For most of my life I’ve been involved in some type of prayer circle: a class at church, a small group, a team that prayed. I’ve had countless people come and ask me to pray for them. My unsubstantiated observation is that most prayer requests are for the medical needs of others. When the subject of work comes up, it usually is for those in job transition—those who need a job. But how do we pray proactively for our life at work?
I recently enjoyed working through Tim Keller’s Prayer: Experiencing Awe and Intimacy with God. And it inspired me to devote the next several posts to applying some of Keller’s insights to praying for our life at work. At the heart of his book, he suggests that the Lord’s prayer, be our model prayer. I will use this as the framework for suggesting a method for prayer life at work. While leaving space for praying for illnesses and work transitions, Jesus instruction on prayer takes us beyond our personal crises to a practice that daily aligns our work with God’s purposes for the world.
A “We” Not a “Me”
When the disciples asked Jesus how they should pray, he said, when you pray, pray like this: “Our Father, who art in heaven, hallowed be your name.” And the first two words of his prayer, provide the themes for our first two posts.
The first word is “Our.” We address God as “Our Father.” Jesus did not teach us to pray “My Father.” He said “Our Father.” This little detail delivers a powerful corrective to the extreme individualism that affects our spiritually. For those of us hunting for an action item, the first task in praying the “Jesus way” about your work is finding a group with whom to pray.
Finding Your “Us”
Finding a group (groups) where you can honestly seek God for your work is a challenge given our needs for privacy, empathy, and finding room in overpacked schedules. I suggest readers tackle these problems with their best marketplace initiative and instincts. Here are some clues.

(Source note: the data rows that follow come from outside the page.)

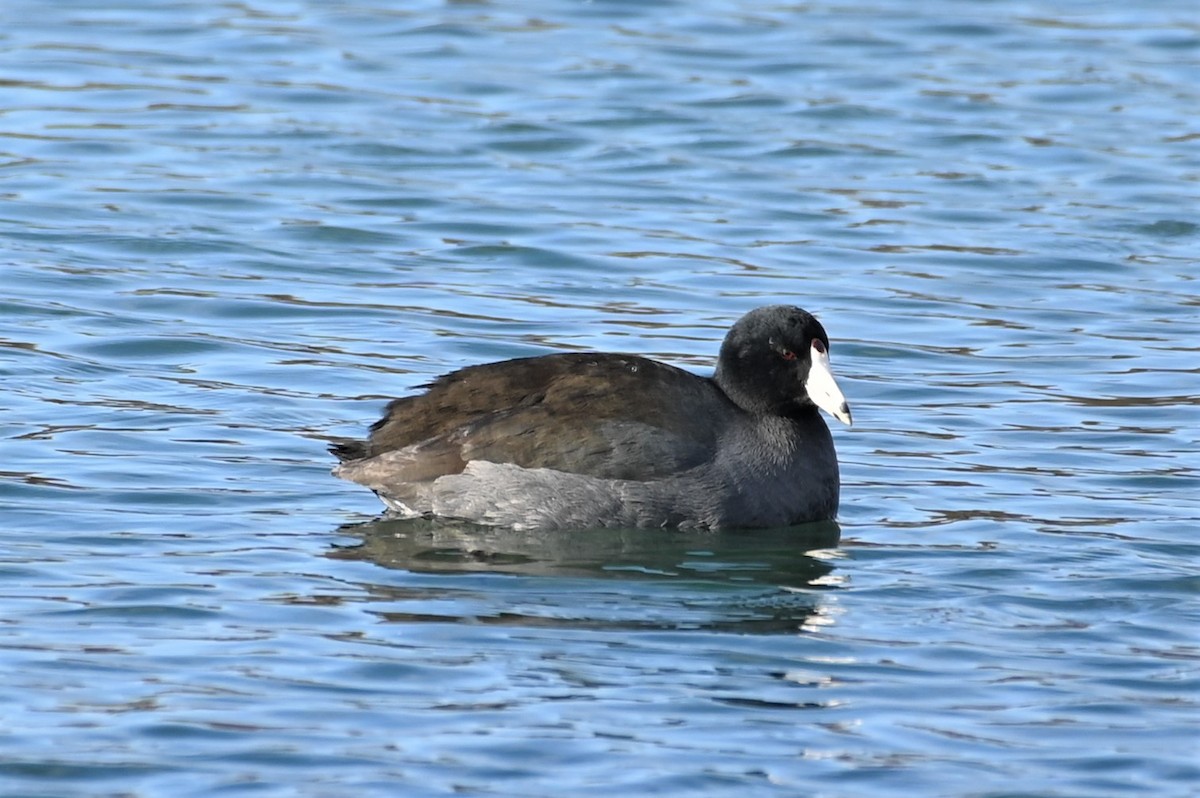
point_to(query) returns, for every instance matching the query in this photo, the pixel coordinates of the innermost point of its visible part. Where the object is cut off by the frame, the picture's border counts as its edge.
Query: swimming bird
(599, 439)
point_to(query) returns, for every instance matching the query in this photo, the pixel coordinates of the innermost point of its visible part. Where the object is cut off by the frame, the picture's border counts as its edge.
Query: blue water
(228, 232)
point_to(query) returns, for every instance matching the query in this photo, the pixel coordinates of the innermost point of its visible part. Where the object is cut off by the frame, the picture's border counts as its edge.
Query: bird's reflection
(749, 582)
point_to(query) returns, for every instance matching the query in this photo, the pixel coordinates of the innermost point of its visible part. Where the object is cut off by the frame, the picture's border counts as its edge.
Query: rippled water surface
(228, 232)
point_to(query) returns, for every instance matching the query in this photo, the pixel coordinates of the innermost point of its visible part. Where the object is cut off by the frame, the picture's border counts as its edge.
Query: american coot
(594, 439)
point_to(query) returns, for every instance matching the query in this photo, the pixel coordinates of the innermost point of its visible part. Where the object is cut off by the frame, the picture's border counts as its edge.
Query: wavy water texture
(228, 232)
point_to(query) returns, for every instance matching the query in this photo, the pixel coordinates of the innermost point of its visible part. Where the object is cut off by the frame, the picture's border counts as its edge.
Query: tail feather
(347, 449)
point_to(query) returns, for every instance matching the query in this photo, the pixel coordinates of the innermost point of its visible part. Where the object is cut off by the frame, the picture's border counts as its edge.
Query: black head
(775, 360)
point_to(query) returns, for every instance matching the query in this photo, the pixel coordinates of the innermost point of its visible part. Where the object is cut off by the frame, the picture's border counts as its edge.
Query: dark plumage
(605, 439)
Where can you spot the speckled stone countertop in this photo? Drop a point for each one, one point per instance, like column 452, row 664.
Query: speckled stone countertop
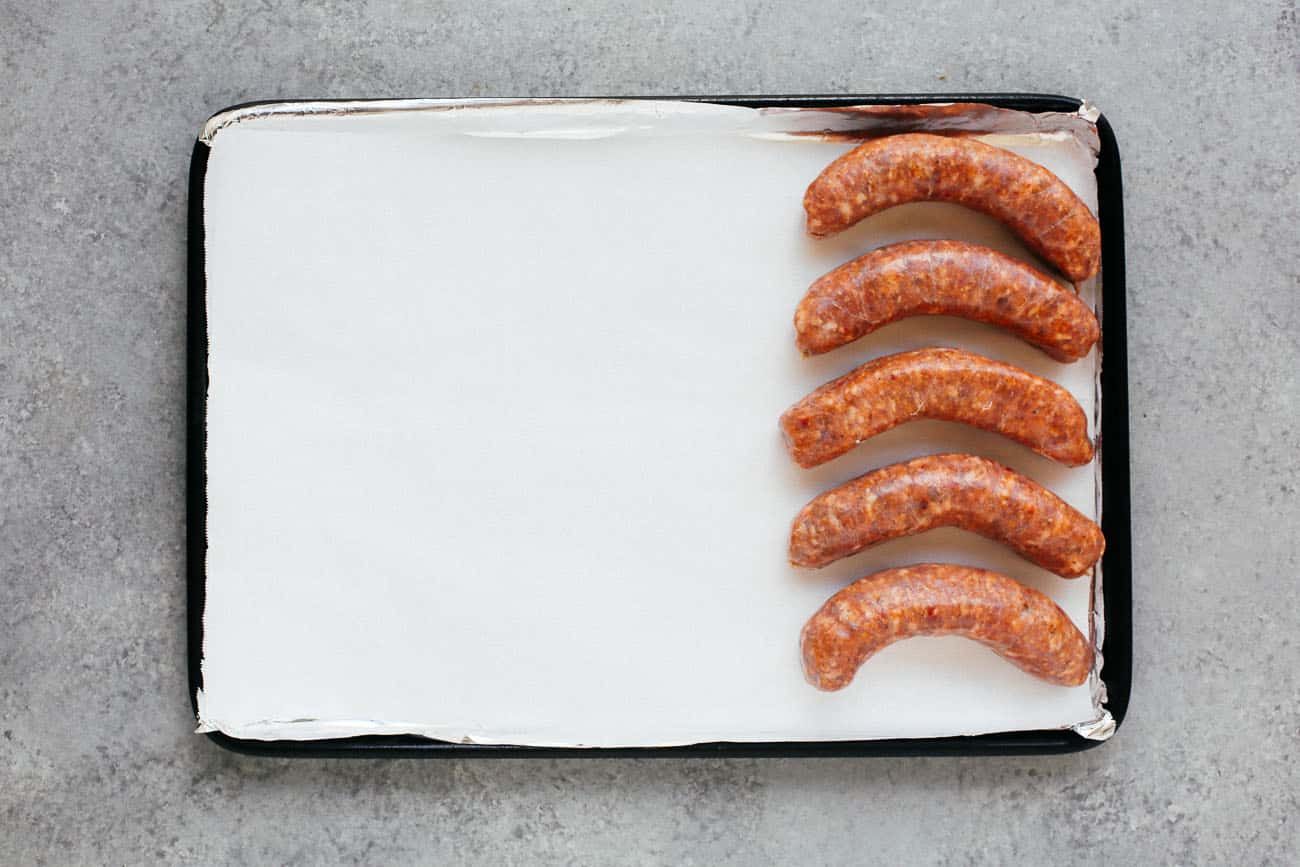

- The best prospects for praying friends will be found among people who are headed to the same destination that we are. C.S. Lewis says the key to friendship is to go with gusto after your calling, to embrace awe in the pursuits for which God has given you passion and then look around. See who else is enthralled with the same things. I found my best praying friends among fellow pastors. Of course this meant laying aside my competitive instincts. Instead to embrace that we were all devoted to building healthy churches. We were all living the pastor’s life. And so we were miles ahead in understanding each other and ready to pray.
- A second source of praying friends are those who are going through similar challenges. Sociologists map out a process of transition where one has his status stripped away, goes through an ambiguous period where their identity is uncertain (called liminality) and then lands with a reestablished sense of self. A new friend and I are on parallel tracks—we are both rebuilding our work-lives in the middle of our lives. Again, this accelerates our sense of bond.
- A third practical approach is to network and ask. Most of us know how and where to find the business connections we need to succeed. Go on a quest for friends who will explore praying together. Getting past spiritual and relational inertia requires the exercise of leadership. Expect to have to initiate.
- And Lastly, need I write this? . . . Pray for a group to pray with!
Two examples in New York City
Time poverty is a real issue in the NYC metro area. Yet individuals are following Jesus in the marketplace by making space for group prayer. Once a week, members of SALT, a Christian Employee Network at American Express, call in to a conference line and pray together on the phone. I’ve had the privilege of joining the conveners in a board room at AMEX. It is quite exciting to think that this is a company-sanctioned activity. For the folks who call in—they get to participate in a true “Our Father.”
I also attend a group of men who meet together for dinner and prayer on the first Thursday of the month. Hosted by a businessman who is a veteran of New York City marketplace life, this is a great gathering: 1 hour of catching up and eating, 1 hour of sharing requests and praying. Everyone is not there every month, but the frequency, consistency, and notes that are passed around via email connect us with each other. We also share a true “Our” Father.
How About About You?
What can you do to put (keep) the “our” in your work-life prayers?